Why It Matters: The EU’s recommendation to member states is more than just an acknowledgement of the security concerns in the 5G standard. The expected growth in ubiquity and performance from 5G is so significant it is expected to drive a fully mission-critical reliance on 5G networks in countless industries—far deeper so than with all earlier wireless standards. The EU’s recommendations acknowledge a 5G cyber attack against one member state will likely have economic repercussions that affect the EU as a whole, and has allowed for member states to ban specific companies they deem a national threat—but not required they do so. This incremental approach punts risk management to individual member states rather than developing a union-wide standard, and adds undue risk in that the EU’s piecemeal approach and slow timeline is undermined by the brisk pace with which 5G is being rolled out. EU member states and other countries are debating concerns over potential foreign exploitation enabled or exacerbated by 5G. In March, the European Parliament formally codified a resolution detailing concerns over Chinese technology in the EU, including allegations Chinese companies are delivering 5G hardware that may have backdoors enabling access into EU networks.

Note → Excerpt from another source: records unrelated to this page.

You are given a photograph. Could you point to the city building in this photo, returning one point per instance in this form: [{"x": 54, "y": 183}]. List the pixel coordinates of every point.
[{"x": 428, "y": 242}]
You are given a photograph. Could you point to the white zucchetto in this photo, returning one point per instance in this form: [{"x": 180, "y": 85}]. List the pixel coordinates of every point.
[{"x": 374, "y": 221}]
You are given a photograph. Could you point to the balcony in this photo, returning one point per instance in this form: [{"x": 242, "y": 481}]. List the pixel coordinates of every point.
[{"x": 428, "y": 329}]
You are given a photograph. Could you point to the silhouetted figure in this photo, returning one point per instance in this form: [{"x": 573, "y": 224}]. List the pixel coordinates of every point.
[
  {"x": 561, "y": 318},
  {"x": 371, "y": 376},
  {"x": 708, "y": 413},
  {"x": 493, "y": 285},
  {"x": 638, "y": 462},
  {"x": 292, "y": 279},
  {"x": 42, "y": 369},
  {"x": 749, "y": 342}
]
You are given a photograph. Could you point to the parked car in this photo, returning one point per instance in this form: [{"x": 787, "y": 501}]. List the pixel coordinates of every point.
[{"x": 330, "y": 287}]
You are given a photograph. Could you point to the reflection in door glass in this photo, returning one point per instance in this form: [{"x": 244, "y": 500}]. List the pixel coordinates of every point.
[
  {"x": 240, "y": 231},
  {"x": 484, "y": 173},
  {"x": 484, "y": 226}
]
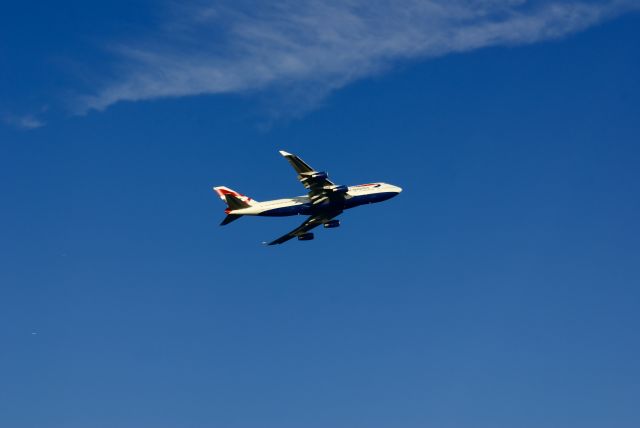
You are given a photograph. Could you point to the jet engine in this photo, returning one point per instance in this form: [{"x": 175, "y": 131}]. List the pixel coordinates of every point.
[
  {"x": 340, "y": 190},
  {"x": 321, "y": 175}
]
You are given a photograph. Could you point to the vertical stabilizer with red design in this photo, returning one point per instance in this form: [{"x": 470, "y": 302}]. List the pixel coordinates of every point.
[{"x": 234, "y": 201}]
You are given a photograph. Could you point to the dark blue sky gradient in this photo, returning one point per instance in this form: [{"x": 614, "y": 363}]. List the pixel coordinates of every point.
[{"x": 500, "y": 289}]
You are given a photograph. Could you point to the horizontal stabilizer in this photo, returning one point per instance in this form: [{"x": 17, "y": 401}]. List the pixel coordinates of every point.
[{"x": 234, "y": 202}]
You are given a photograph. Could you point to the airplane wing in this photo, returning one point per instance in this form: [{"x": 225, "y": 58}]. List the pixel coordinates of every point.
[
  {"x": 309, "y": 223},
  {"x": 320, "y": 188}
]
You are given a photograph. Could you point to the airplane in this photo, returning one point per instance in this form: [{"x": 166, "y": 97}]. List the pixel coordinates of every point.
[{"x": 323, "y": 202}]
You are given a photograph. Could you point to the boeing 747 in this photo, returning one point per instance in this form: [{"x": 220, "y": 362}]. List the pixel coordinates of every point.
[{"x": 323, "y": 202}]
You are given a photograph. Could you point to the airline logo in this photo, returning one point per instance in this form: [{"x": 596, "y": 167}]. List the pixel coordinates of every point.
[{"x": 222, "y": 191}]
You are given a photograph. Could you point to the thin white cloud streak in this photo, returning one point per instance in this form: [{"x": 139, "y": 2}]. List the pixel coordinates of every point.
[{"x": 314, "y": 47}]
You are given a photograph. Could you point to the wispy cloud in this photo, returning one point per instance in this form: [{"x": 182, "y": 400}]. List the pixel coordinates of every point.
[{"x": 314, "y": 46}]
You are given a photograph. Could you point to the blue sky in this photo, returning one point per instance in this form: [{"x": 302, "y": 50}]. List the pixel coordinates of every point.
[{"x": 499, "y": 289}]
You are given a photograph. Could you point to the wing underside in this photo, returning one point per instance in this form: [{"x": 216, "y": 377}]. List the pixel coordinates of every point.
[{"x": 310, "y": 223}]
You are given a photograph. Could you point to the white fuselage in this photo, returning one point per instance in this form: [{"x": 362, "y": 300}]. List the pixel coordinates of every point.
[{"x": 356, "y": 195}]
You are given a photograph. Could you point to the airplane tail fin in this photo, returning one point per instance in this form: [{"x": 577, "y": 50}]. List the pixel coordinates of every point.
[{"x": 234, "y": 201}]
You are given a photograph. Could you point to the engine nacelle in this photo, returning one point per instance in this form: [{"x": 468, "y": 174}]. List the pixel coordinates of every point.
[
  {"x": 320, "y": 175},
  {"x": 340, "y": 190}
]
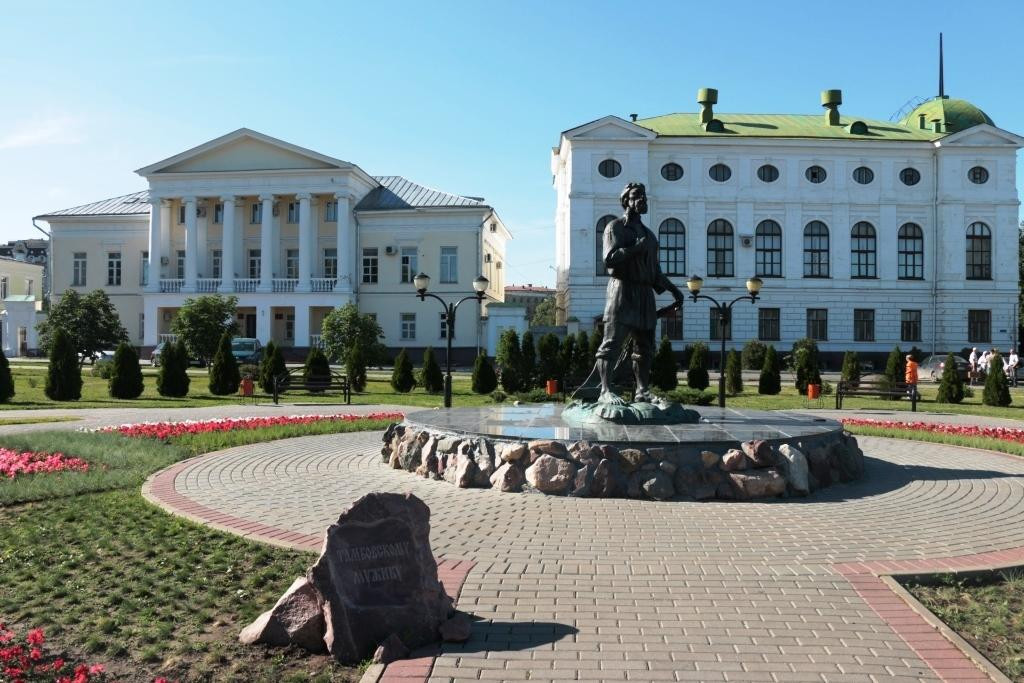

Reference: Commission Recommendation of 26 March 2019 on Cybersecurity of 5G networks. C(2019) 2335 final

Insurance consortium introduces first-of-its-kind cybersecurity vendor review service

Background: This week has seen several reports about third and fourth party cyber risk assessment (in particular, see the new BitSight and CeFPro report). Assessing cyber risk of internal security tech solutions and those of vendors up and down supply chains has been a perpetual problem; routinely overlooked in cyber strategic planning. There is also little legal or financial liability for companies whose incompetence or inaction allow cyber attacks to take place. Without that external driver, there is often not enough pressure on vendors to close vulnerabilities and build more secure products. Cyber vendors are also exercises in understanding shiny object syndrome: many products on the market do substantively the same thing, offering little defensive or preventative security value. Cybersecurity impacts everyone, including companies not blessed with the IT expertise and budgets needed to understand vendor offerings in-depth. This complicates their efforts to assess risk and implement mitigative solutions. This week, a consortium of insurance companies led by Marsh and advised by Microsoft launched “Cyber Catalyst” as a vendor review service to address these gaps. The program evaluates and designates solutions insurers deem to have sufficient efficacy in mitigating cyber risk.

Why It Matters: Though I have doubts over the technology and security expertise of insurance providers, this is a compelling first step towards what I have long considered a necessity: independently verifiable certification of compliance to reasonable security standards, financially incentivized. And that should happen not only within a company’s IT and security operations, but across all the underlying hardware, software, and communications vendors an organization is either directly or indirectly dependent upon. But as the reports discusses, there are several vital challenges in vendor cyber risk assessment, from data accuracy to a lack of continuous monitoring. This insurance offering helps independently mitigate risks — supposedly neither Marsh nor Microsoft have any input in the final adjudication of which vendors are effective enough to be designated “Cyber Catalyst”. Just as important, moving part of the risk burden to insurance and capital markets is potentially a critically-needed carrot — an incentive for profit-driven, cyber attack publicity-wary companies to achieve reasonable security standards and on-going compliance in exchange for reduced premiums.

Cyber Risk Report is published by global intelligence and cyber risk advisor Dan Trimble. Opinions are his own and do not necessarily reflect those of any organizations he works with.